Outdated fears and the plodding progress of government change haven’t served veterans well, as they try to access the growing medical marijuana market.

A recent CBS News poll found that 90 percent of adults nationwide were supportive of legalizing medical marijuana. In a 1979 CBS poll, only 27 percent said yes. A recent Utah Policy poll found that 66 percent of adults in that conservative state backed medical marijuana.

Twenty-three states have legalized medical marijuana. A few, including Washington, have legalized recreational pot, too.

But the official position of the federal government is that pot should be categorized along with heroin as a Schedule I drug – the most dangerous kind. And because veterans’ health care coverage is provided by the feds, accessing medical marijuana is difficult.

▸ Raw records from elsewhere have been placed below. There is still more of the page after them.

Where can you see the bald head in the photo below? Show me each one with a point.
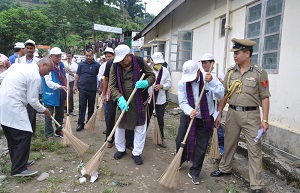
(45, 65)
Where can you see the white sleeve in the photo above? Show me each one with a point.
(50, 83)
(33, 93)
(167, 83)
(182, 99)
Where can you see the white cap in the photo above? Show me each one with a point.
(189, 71)
(29, 42)
(19, 45)
(120, 52)
(55, 51)
(207, 57)
(158, 58)
(109, 50)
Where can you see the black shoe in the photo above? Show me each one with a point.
(119, 154)
(257, 191)
(195, 179)
(29, 163)
(137, 159)
(80, 127)
(218, 173)
(26, 173)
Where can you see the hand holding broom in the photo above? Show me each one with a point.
(170, 177)
(93, 164)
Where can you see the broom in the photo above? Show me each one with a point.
(214, 151)
(93, 164)
(68, 126)
(170, 177)
(157, 134)
(90, 126)
(79, 146)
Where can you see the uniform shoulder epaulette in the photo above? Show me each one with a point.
(258, 68)
(231, 68)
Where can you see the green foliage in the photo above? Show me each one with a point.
(19, 24)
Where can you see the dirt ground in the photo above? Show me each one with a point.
(115, 175)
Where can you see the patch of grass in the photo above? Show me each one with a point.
(37, 155)
(24, 180)
(231, 189)
(3, 188)
(110, 190)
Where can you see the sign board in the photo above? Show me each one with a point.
(107, 28)
(43, 46)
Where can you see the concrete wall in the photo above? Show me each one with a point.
(203, 17)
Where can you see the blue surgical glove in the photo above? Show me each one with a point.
(123, 104)
(142, 84)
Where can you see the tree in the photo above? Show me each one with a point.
(19, 25)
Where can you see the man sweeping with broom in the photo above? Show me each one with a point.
(189, 88)
(124, 77)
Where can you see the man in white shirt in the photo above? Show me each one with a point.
(18, 89)
(162, 83)
(189, 89)
(29, 59)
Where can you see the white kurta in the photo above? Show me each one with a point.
(166, 82)
(20, 87)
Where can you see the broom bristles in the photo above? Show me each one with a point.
(68, 128)
(94, 163)
(170, 177)
(157, 134)
(214, 151)
(90, 126)
(79, 146)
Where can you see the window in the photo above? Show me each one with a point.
(222, 26)
(264, 23)
(180, 49)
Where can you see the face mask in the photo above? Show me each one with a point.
(157, 67)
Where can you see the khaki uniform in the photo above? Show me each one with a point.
(242, 116)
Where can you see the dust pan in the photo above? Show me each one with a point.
(170, 177)
(94, 163)
(90, 126)
(214, 151)
(68, 126)
(79, 146)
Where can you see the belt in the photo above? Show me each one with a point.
(239, 108)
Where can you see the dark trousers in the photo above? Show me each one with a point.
(111, 119)
(221, 136)
(32, 117)
(160, 112)
(59, 117)
(86, 99)
(71, 99)
(202, 138)
(18, 142)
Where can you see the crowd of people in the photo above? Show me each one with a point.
(25, 79)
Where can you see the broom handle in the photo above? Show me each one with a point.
(68, 87)
(55, 121)
(123, 112)
(197, 105)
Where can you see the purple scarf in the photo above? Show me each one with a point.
(62, 80)
(137, 73)
(205, 117)
(156, 92)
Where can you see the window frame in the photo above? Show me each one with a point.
(262, 34)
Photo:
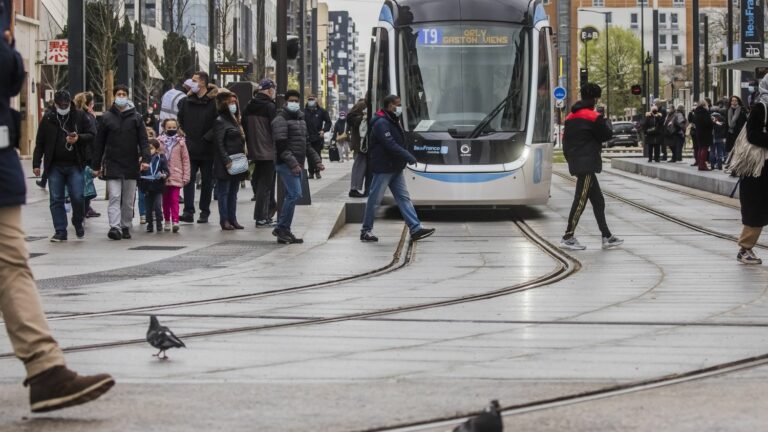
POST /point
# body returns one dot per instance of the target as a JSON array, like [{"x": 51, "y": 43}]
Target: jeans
[
  {"x": 226, "y": 191},
  {"x": 396, "y": 184},
  {"x": 71, "y": 179},
  {"x": 206, "y": 172},
  {"x": 292, "y": 184}
]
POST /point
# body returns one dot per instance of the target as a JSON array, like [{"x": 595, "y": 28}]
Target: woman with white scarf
[{"x": 754, "y": 189}]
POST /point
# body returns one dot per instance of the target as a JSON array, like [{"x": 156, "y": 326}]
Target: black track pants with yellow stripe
[{"x": 587, "y": 189}]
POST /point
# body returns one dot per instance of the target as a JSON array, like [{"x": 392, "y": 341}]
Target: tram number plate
[{"x": 430, "y": 36}]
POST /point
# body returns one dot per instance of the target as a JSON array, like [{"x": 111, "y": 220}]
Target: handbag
[
  {"x": 747, "y": 159},
  {"x": 239, "y": 164}
]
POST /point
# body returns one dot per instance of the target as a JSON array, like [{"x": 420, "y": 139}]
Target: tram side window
[
  {"x": 543, "y": 121},
  {"x": 382, "y": 67}
]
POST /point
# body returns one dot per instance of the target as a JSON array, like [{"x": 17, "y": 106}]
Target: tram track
[{"x": 565, "y": 266}]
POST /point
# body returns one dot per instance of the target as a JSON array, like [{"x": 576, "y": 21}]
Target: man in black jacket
[
  {"x": 257, "y": 122},
  {"x": 52, "y": 384},
  {"x": 318, "y": 123},
  {"x": 289, "y": 131},
  {"x": 197, "y": 114},
  {"x": 585, "y": 131},
  {"x": 63, "y": 136},
  {"x": 121, "y": 144}
]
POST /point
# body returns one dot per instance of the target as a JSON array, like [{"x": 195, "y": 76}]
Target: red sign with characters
[{"x": 57, "y": 52}]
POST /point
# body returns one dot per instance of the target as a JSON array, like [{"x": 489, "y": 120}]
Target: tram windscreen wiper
[{"x": 491, "y": 115}]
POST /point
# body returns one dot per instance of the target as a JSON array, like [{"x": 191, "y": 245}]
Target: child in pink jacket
[{"x": 175, "y": 149}]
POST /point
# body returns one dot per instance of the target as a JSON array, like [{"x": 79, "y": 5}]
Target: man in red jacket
[{"x": 585, "y": 131}]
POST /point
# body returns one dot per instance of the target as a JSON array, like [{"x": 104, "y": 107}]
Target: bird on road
[
  {"x": 487, "y": 421},
  {"x": 162, "y": 338}
]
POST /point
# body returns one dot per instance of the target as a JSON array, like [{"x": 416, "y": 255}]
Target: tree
[{"x": 624, "y": 68}]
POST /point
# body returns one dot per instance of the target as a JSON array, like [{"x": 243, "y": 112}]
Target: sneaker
[
  {"x": 747, "y": 256},
  {"x": 612, "y": 242},
  {"x": 59, "y": 237},
  {"x": 571, "y": 244},
  {"x": 59, "y": 387},
  {"x": 422, "y": 234},
  {"x": 114, "y": 234}
]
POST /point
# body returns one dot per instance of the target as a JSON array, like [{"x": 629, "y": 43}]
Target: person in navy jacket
[{"x": 389, "y": 157}]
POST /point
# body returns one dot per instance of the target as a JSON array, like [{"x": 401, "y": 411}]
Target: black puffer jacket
[
  {"x": 585, "y": 131},
  {"x": 121, "y": 144},
  {"x": 228, "y": 139},
  {"x": 257, "y": 122},
  {"x": 290, "y": 134},
  {"x": 196, "y": 118},
  {"x": 50, "y": 133}
]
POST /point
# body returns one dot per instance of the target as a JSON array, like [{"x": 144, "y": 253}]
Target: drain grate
[{"x": 158, "y": 248}]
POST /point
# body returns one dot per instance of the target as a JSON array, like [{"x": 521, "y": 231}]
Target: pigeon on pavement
[
  {"x": 488, "y": 421},
  {"x": 162, "y": 338}
]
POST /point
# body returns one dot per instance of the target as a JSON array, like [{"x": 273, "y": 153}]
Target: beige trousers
[
  {"x": 20, "y": 305},
  {"x": 749, "y": 236}
]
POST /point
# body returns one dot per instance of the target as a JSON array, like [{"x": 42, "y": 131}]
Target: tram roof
[{"x": 407, "y": 12}]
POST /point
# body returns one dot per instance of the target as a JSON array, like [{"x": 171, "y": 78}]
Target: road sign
[
  {"x": 588, "y": 33},
  {"x": 559, "y": 93}
]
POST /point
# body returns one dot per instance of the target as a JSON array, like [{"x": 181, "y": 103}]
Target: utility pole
[
  {"x": 282, "y": 47},
  {"x": 696, "y": 52},
  {"x": 76, "y": 40}
]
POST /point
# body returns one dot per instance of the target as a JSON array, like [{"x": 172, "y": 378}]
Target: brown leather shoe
[{"x": 59, "y": 387}]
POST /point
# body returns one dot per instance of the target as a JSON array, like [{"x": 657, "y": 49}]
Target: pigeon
[
  {"x": 487, "y": 421},
  {"x": 162, "y": 338}
]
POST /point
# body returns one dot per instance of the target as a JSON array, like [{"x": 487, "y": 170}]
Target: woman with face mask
[
  {"x": 229, "y": 143},
  {"x": 175, "y": 148}
]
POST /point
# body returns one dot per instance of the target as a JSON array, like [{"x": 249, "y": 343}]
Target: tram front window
[{"x": 456, "y": 74}]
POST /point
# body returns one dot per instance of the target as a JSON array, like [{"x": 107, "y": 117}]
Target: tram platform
[
  {"x": 681, "y": 173},
  {"x": 338, "y": 335}
]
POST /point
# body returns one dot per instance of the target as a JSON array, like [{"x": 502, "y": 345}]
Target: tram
[{"x": 476, "y": 80}]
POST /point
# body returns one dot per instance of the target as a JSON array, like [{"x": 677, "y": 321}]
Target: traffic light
[{"x": 583, "y": 77}]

Veterans Administration doctors are prohibited from discussing marijuana as a possible course of treatment. If veterans want to try pot to deal with post-traumatic stress or chronic pain, they must go outside the federal system for a consultation that isn’t covered by the VA.

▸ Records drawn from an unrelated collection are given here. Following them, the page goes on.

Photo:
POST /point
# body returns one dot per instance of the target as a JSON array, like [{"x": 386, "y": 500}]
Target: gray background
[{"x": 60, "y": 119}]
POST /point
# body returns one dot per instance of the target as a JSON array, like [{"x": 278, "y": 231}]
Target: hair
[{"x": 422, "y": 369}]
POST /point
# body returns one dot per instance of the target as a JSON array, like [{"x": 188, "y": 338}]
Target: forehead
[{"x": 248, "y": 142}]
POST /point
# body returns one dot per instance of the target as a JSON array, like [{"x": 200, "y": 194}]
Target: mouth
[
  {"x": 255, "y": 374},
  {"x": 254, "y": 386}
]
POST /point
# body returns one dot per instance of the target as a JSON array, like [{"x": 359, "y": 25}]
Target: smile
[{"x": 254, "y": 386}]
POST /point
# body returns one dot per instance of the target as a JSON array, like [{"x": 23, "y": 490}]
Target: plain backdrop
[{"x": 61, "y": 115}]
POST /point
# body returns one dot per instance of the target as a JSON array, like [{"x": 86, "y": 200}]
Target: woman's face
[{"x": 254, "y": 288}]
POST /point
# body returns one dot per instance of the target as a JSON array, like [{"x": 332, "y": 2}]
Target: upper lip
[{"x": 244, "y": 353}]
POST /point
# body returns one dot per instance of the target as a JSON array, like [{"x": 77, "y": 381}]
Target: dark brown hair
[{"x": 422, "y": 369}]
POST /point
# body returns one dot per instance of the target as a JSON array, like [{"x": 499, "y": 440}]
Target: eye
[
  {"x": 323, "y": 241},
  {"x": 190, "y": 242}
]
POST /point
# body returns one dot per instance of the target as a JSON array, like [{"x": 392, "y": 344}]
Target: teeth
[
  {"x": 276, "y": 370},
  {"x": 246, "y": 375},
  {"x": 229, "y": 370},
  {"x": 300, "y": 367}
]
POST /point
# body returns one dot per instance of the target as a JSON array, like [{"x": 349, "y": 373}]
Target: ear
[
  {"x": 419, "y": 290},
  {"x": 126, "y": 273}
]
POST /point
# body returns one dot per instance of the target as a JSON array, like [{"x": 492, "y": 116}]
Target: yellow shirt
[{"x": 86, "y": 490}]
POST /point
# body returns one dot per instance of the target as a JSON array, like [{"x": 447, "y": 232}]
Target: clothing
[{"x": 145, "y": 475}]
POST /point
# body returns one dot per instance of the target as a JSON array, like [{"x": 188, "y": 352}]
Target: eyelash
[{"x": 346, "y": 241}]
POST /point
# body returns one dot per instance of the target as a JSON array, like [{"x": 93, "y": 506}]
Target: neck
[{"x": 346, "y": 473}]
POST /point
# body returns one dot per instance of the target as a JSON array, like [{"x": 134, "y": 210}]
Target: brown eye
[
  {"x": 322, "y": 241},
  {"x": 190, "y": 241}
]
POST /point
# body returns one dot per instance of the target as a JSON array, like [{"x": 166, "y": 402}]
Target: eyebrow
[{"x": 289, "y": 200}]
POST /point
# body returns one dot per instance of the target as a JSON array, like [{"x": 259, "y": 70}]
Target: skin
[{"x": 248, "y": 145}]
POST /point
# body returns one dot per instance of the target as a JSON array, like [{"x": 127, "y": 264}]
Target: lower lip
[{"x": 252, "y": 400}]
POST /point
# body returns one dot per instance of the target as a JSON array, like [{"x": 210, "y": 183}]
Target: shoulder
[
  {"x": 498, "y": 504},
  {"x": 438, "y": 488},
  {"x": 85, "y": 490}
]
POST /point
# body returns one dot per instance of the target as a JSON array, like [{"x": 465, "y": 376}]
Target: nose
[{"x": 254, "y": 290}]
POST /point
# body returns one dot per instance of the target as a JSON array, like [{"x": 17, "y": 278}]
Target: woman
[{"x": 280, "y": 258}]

However, on Thursday, the U.S. House of Representatives voted in favor of an amendment to a spending bill on military projects that would allow VA doctors to assist patients who want to try medical marijuana in the states where it is legal.

Last year, the House turned down the bid in a 213-210 vote. This year it was 233-189 in favor. The full Senate has yet to vote, but a Senate committee approved a similar measure last month.

So attitudes are changing on medical marijuana, even in the paranoid halls of Congress.

Part of the turnaround can be attributed to a far greater drug concern: opioid addictions. Though VA doctors are free to prescribe painkillers, those legal meds are proving to be very dangerous.

As Rep. Earl Blumenauer, D-Ore., points out, providing an alternative “is critical at a time when our veterans are dying with a suicide rate 50 percent higher than civilians and opiate overdoses at nearly double the national average.”

Blumenauer has led the charge on medical marijuana for veterans.

The effectiveness of marijuana in treating post-traumatic stress disorder is open to debate. Studies thus far have come to contradictory conclusions. But it makes no sense to bar VA physicians from having the discussion with patients.

A 2014 study published in the Journal of the American Medical Association found that states that have legalized marijuana for managing chronic pain have fewer deaths from prescription painkiller overdoses.

If the feds were to reschedule marijuana as a lesser legal drug, that would solve this and other problems, such as prohibiting banks from accepting money from pot sales.

It is absurd for pot to be treated like heroin when it is less dangerous than legal drugs such as oxycodone.

But at least Thursday’s vote shows that Congress is headed in a more sensible direction. Most of their constituents are already there.